Garris and Raimondo, then both in their 20s, met at the San Francisco Libertarian Party headquarters in 1976 and soon began working together for SLS. They also met Hunter, a young Stanford graduate, who, unlike them, had a life outside the Libertarian Party that included running his own computer software firm. The three formed a clique that one friend describes as "almost like a little cult."
The Libertarian Party had, until that point, attracted people whose chief concerns were legalizing marijuana and getting out of going to Vietnam. But the three friends were desperate to have libertarianism and themselves taken seriously. Together, they formed a faction called the Libertarian Radical Caucus and started writing their version of a platform. They called themselves radical because their ideas at the time were radical.

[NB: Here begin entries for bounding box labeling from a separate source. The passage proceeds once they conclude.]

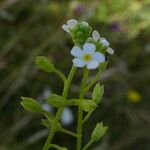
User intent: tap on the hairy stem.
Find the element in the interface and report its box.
[83,140,93,150]
[77,68,89,150]
[43,66,76,150]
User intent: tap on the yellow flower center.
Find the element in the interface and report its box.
[83,54,92,61]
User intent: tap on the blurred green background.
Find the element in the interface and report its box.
[0,0,150,150]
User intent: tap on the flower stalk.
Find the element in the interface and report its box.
[21,19,114,150]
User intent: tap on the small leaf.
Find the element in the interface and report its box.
[91,122,108,141]
[35,56,55,72]
[20,97,45,113]
[92,83,104,104]
[47,94,67,107]
[79,100,97,112]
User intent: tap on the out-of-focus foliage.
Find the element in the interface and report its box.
[0,0,150,150]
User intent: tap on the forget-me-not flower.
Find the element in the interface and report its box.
[92,30,114,55]
[71,43,105,69]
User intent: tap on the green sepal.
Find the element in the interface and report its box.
[79,100,97,112]
[70,22,92,45]
[35,56,55,72]
[92,83,104,104]
[20,97,45,113]
[41,119,62,131]
[91,122,108,141]
[41,119,51,129]
[47,94,67,107]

Whereas some libertarians thought war might be justified in some cases, the Radical Caucus came out unequivocally against all war. "They were like the conscience of the Libertarian Party," says Burt Blumert, president of the Center for Libertarian Studies, a Burlingame-based nonprofit educational center.
There were some minor victories in the 1970s, notably Libertarian Party candidate Ed Clark winning 5 percent of the vote in his run for California governor in 1978. But in the 1980s, the Libertarian Party waned.
"People drop off of every movement unless there's a payoff, and being a libertarian, you get nothing," says Blumert. "We'd get six-tenths of 1 percent [in an election], and we'd celebrate! It's a hopeless kind of cause."
But for the "little cult," libertarianism was an obsession that just wouldn't die. In the late 1980s, Garris, Raimondo, and Hunter left the party altogether to join the Republicans.
"We thought, 'Well, let's go to one of the major parties, and fight for someone who might win!'" says Hunter.
They formed the Libertarian Republican Organizing Committee, or LROC a faction within the Republican Party and made Hunter its president. But even this minor attempt at organizing was a lost cause. Blumert remembers writing Garris and Raimondo a check to help them start a magazine for LROC and getting a phone call later that afternoon. Somebody walking down Mission Street had found the check on the sidewalk, where Garris or Raimondo had accidentally dropped it.
"It was so typical of them," says Blumert. "They were just not cut out for business."
At the 1988 Republican Convention, LROC was barred from the convention floor, and Garris had to fib his way into two press passes, which the core members of LROC ferried back and forth to one another the entire day. Nobody paid any attention to the painstakingly written pamphlet they handed out, which prophetically predicted the fall of communism.
"That was a low point for us," Garris admits.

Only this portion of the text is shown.